BART workers could have promoted a class solidarity by contesting the direction of BART, resisting the absurdly wasteful expansion to the SF Airport, and insisting on integration with Caltrain, MUNI and other transit systems. But the unions are as afraid of that kind of larger political agenda, and in the case of BART unions in particular, the gravy train is pretty tasty, so why rock the boat? As BART commandeers more and more available transit funding in the Bay Area, there is more for BART workers, too, which is good for the bottom line of the unions that represent them, and their well-paid executives.

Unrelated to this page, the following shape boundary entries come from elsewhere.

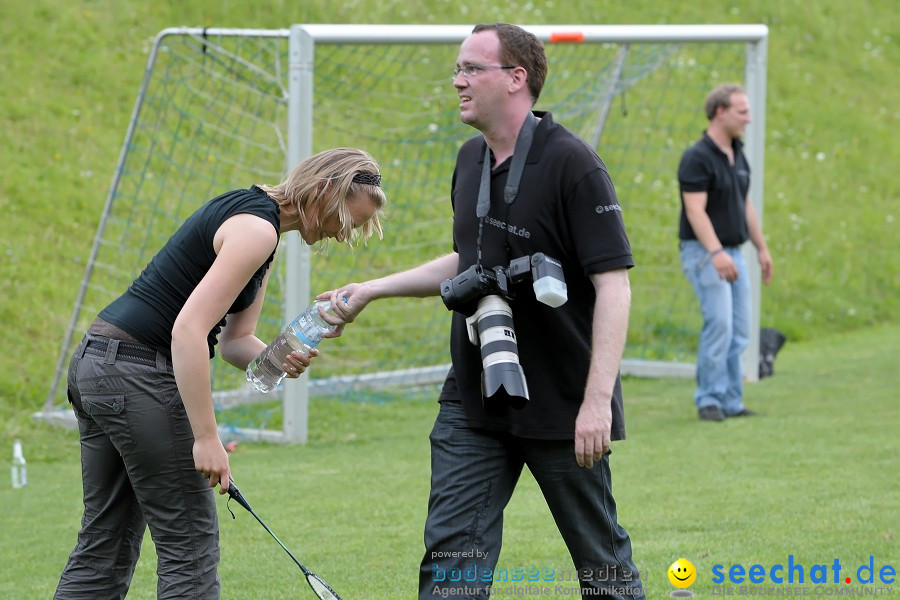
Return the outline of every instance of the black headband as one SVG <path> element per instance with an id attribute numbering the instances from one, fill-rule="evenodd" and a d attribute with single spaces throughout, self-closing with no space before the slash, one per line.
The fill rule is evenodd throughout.
<path id="1" fill-rule="evenodd" d="M 381 175 L 378 173 L 363 173 L 360 171 L 353 176 L 353 183 L 362 183 L 363 185 L 381 185 Z"/>

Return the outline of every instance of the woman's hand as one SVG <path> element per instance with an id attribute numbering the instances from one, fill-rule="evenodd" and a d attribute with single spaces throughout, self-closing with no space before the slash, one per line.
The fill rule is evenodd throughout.
<path id="1" fill-rule="evenodd" d="M 231 467 L 228 465 L 228 453 L 218 435 L 194 440 L 194 468 L 209 481 L 209 487 L 221 484 L 219 493 L 228 491 Z"/>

I hope the BART strike ends quickly, or somehow changes its spots and becomes a more generalized effort to challenge the way we live. Absent the latter rather unlikely scenario, I hope the workers will stave off the worst take-aways, and maintain their wages and conditions. In a culture hostile to the working class while glorifying work, it's only fitting that the people who actually have leverage succeed, even in the limited terms of a labor aristocracy, a trade union organized for its members betterment, not the broader class of which it's a part. Meanwhile, the rest of us, transit geeks, cyclists, and others, can take this opportunity to reflect on what a truly self-managed, reorganized transit universe might look like.